In praise of Anthony Hopkins

The actor's performance in "Hitchcock" is a reminder of just how good he is.

By Ryan Gilbey

Not much love out there for Hitchcock so far. I don’t mean the director, of course. He got plenty last year. But Sacha Gervasi’s film Hitchcock, which weaves a fanciful art-refracted-through-life tale out of the making of Psycho in 1959, has been conspicuous by its absence from the awards nominations. Helen Mirren has had a few nods for her performance as Hitchcock’s wife Alma, but I am surprised to see a complete snub for Anthony Hopkins in the title role. His performance is so good that it demands I adapt a famous advertising slogan which was used in the 1990s to relaunch a breakfast cereal long taken for granted: Have you forgotten how good he is?

Perhaps the movie’s one measly Oscar nomination for make-up is intended as a back-handed compliment: a suggestion that it’s the (highly accomplished) prosthetics work that deserves the acclaim, rather than the performer underneath. The inhibiting power of an extreme physical metamorphosis surely demands a higher than usual level of charisma: in other words, the actor, physically muffled, is going to have to do a lot more projecting than a screen performer might otherwise be called upon to do. Well, Hopkins is your man.

It’s easy to take for granted how magnetic he is, to think that his showboating vaudevillian flourishes are confined to memories of Hannibal Lecter (in The Silence of the Lambs and, less notably, Hannibal and Red Dragon). But his performance in Hitchcock is a good refresher. In keeping with the heightened tone of the film, he plays the persona as much as the man, and maintains a delicious comic knowingness whether taunting journalists at a press launch (“Try the finger sandwiches: they’re real fingers”) or receiving therapy from the killer Ed Gein (the inspiration for Psycho and The Texas Chainsaw Massacre). As you might have gathered, this is no straight-up biopic but an imaginative doodle in the margins of the history of Psycho.

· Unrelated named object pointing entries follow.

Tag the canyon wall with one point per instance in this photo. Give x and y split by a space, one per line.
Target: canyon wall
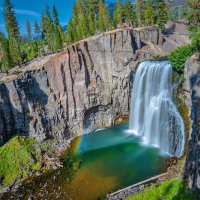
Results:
192 92
82 88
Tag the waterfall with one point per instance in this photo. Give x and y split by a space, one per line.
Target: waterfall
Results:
154 115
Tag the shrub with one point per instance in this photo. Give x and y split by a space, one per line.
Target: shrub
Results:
17 158
178 57
173 189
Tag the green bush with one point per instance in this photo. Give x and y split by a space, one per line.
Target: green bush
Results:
178 57
17 158
169 190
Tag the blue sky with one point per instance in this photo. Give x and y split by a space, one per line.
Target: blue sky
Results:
32 9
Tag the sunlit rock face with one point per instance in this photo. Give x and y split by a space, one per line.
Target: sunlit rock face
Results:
192 91
80 89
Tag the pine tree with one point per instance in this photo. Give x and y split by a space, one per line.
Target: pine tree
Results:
13 32
140 11
37 27
28 29
71 32
4 46
150 14
129 13
162 9
55 16
58 30
81 20
48 29
118 13
91 9
104 18
194 15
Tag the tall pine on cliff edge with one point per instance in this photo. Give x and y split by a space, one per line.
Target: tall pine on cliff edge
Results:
4 46
58 30
13 32
140 12
28 29
118 13
162 9
37 27
104 19
48 28
91 7
129 13
149 13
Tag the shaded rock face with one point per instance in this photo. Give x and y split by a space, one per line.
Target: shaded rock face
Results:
78 90
192 90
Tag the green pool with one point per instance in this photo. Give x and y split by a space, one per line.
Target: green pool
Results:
97 164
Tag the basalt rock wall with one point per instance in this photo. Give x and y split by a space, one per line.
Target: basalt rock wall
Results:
192 91
82 88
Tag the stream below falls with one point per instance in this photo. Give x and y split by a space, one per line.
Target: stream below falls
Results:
96 164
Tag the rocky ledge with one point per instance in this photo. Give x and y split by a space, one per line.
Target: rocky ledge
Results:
84 87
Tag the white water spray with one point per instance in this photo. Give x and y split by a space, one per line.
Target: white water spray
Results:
154 115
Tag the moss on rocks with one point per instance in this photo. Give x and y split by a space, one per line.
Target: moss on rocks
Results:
18 157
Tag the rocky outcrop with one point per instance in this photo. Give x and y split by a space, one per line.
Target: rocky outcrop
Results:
82 88
192 91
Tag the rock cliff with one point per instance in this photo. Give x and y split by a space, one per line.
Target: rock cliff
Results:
82 88
192 91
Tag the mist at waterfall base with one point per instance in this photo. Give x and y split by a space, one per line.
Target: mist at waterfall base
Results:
96 164
110 159
154 115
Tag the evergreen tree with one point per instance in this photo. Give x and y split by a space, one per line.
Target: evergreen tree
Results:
13 32
55 16
104 18
150 14
71 32
81 20
37 27
28 29
118 13
140 11
91 7
194 15
4 46
58 30
48 29
129 13
161 8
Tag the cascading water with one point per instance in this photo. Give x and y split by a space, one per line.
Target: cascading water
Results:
154 115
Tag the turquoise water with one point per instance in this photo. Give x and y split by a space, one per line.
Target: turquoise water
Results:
95 165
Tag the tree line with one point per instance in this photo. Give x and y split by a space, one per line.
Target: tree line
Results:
89 17
17 49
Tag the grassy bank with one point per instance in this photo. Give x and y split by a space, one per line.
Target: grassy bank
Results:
22 157
173 189
18 158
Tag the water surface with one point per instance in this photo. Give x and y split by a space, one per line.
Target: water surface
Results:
97 164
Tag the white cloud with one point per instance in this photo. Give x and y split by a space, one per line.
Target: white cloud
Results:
24 12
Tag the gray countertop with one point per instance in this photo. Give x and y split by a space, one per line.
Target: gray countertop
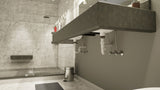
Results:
29 83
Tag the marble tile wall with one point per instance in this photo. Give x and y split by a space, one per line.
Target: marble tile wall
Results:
66 52
23 31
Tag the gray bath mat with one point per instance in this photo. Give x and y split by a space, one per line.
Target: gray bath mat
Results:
48 86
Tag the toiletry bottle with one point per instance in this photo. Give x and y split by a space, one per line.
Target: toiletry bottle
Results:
136 4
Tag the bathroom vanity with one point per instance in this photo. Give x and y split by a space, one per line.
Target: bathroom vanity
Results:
29 83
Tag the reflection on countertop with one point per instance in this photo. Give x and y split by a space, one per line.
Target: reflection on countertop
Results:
32 72
29 83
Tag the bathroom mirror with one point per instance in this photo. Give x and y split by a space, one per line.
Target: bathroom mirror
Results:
85 4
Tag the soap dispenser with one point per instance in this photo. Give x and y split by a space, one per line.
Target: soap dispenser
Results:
136 4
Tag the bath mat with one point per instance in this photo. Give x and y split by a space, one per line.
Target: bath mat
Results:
48 86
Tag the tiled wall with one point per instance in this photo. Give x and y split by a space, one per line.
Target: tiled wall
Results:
23 31
153 74
66 55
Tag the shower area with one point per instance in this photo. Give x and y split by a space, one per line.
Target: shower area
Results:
25 39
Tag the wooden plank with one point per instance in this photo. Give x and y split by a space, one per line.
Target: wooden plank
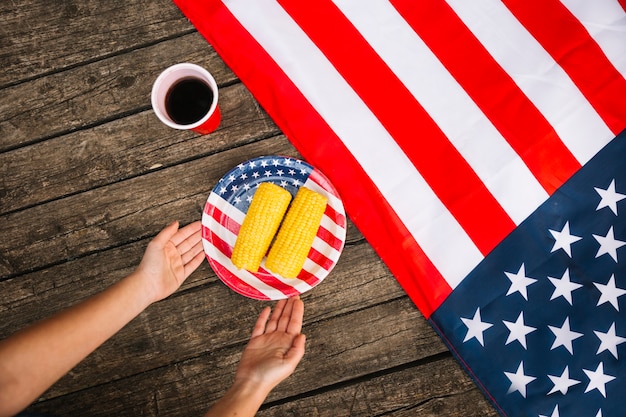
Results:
198 316
91 94
333 357
121 149
122 212
436 388
39 36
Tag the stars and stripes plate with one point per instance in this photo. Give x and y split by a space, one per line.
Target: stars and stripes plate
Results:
227 206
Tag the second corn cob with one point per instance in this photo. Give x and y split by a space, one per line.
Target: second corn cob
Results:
296 234
265 213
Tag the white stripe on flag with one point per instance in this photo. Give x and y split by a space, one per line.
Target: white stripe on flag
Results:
498 166
605 20
550 89
443 240
333 201
243 275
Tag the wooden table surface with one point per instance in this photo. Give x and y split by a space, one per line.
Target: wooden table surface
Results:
89 175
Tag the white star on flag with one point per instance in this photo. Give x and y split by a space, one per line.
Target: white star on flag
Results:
562 383
609 197
563 239
475 327
610 293
564 336
598 379
608 244
518 330
519 282
519 380
555 412
563 287
609 341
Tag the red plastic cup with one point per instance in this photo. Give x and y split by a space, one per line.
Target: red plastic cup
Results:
184 97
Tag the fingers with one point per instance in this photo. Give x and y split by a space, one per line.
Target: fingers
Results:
259 326
296 351
294 325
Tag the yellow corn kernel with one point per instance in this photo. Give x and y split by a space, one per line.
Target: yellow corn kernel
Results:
296 235
266 211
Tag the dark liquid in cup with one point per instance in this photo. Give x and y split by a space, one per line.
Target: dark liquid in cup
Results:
188 101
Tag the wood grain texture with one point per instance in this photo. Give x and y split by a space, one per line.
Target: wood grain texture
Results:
39 36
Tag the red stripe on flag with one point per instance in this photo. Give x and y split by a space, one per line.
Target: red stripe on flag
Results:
222 218
236 283
526 129
549 21
454 182
332 240
338 218
262 275
320 259
308 277
366 207
219 243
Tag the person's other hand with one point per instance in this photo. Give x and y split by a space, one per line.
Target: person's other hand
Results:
170 258
275 347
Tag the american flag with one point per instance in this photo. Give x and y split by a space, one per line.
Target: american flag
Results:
448 128
228 204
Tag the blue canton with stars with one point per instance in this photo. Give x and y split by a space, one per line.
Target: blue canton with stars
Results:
541 322
238 185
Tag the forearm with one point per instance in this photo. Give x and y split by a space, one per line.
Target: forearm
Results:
34 359
243 399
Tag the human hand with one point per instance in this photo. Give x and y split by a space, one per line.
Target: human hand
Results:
275 347
170 258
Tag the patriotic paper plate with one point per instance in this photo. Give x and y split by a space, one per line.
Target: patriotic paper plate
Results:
227 206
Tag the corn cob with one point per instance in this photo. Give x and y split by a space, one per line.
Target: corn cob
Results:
296 235
266 211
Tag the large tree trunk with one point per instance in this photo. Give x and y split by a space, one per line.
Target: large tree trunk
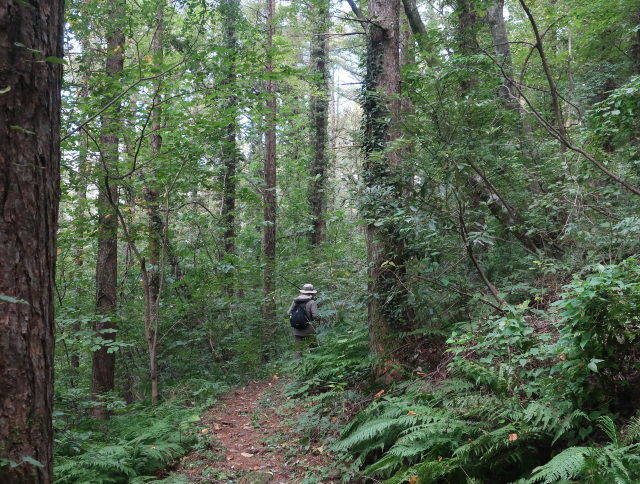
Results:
319 119
107 260
29 195
381 106
269 190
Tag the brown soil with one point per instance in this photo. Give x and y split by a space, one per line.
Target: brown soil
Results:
251 442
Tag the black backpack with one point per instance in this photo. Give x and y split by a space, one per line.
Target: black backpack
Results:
299 318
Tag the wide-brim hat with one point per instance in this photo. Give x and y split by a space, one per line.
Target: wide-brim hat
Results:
308 289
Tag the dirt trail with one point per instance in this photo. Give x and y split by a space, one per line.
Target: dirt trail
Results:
250 443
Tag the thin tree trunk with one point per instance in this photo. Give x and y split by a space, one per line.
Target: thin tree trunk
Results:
29 195
107 260
230 10
80 220
319 120
155 225
509 95
269 192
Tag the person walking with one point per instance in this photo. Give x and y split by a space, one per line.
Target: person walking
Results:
304 310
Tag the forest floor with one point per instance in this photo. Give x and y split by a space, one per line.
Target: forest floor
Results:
252 440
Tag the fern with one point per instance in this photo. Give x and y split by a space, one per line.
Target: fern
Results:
565 466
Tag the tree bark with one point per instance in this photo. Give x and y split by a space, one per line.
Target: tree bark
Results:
381 106
29 195
269 191
107 260
319 120
155 224
230 11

Hopkins is such a nimble performer that he can bring both the lightness of touch required by the material, and the gravitas necessary to make the director more than the sum of his fetishes, foibles and neuroses – to play, in other words, the legend and the man simultaneously. He has the poise, the posture, the lemon-sucking pout, but he has an inner light too.

That the film is frothy and fun should not distract us from noticing that the actor is as impressive here as he was in his finest recent work, Nixon, where his bullishness and swagger in the title role bridged the obvious physical disparity between him and Tricky Dicky; The Silence of the Lambs, where he created with Jodie Foster one of the great (and most perverse) romantic couples in modern cinema; and his achingly inhibited turn as Mr Stevens in The Remains of the Day. And I would also recommend his delicate work alongside Lucy Punch in Woody Allen’s You Will Meet a Tall Dark Stranger; their scenes are the high-point of a movie which, like Hitchcock, is no less intriguing for being flawed.

Hitchcock opens in the UK on 8 February.